🚧 v0.1.0 Alpha — Not recommended for critical production workloads just yet. Perfect for side projects, internal tools, and staging environments.
LoomDeploy
Reference

Webhooks

Configure automatic deployments triggered by Git push events.

How webhooks work

LoomDeploy exposes a public webhook endpoint per project. When your Git host sends a push event to that URL, a new deployment is triggered automatically.

Getting your webhook URL

  1. Go to Project → Settings.
  2. Copy the Webhook URL — it looks like:
https://dashboard.yourdomain.com/api/webhooks/abc123secrettoken

Setting up on GitHub

  1. Go to your repository on GitHub.
  2. Open Settings → Webhooks → Add webhook.
  3. Paste your webhook URL into Payload URL.
  4. Set Content type to application/json.
  5. Select Just the push event.
  6. Click Add webhook.

Regenerating the secret

If your webhook URL is compromised, go to Project → Settings and click Regenerate Webhook.
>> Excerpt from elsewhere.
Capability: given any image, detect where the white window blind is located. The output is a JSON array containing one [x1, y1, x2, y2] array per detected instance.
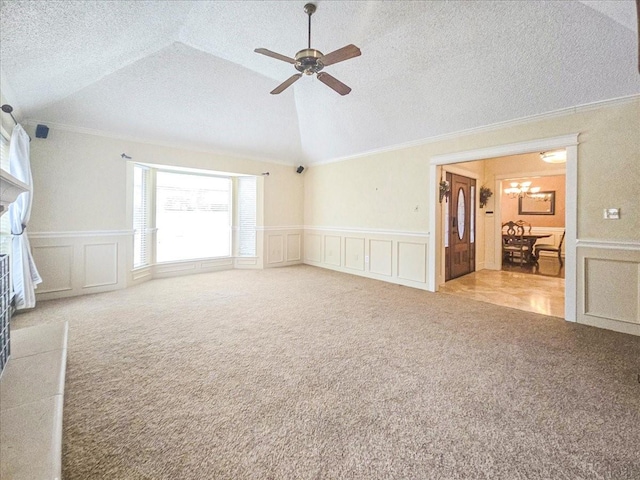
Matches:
[[133, 165, 149, 268], [238, 177, 256, 257], [155, 170, 231, 262], [0, 132, 11, 255]]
The old URL will stop working immediately.

Supported Git hosts

Any Git host that supports webhooks with JSON payloads works with LoomDeploy:

  • GitHub ✅
  • GitLab ✅ (push event)
  • Gitea ✅
  • Bitbucket — planned

Webhook payload

LoomDeploy only checks that the request hits the correct secret URL — it does not validate the payload signature. Any POST request to the webhook URL triggers a deployment.

Keep your webhook URL secret. Anyone who knows it can trigger a deployment.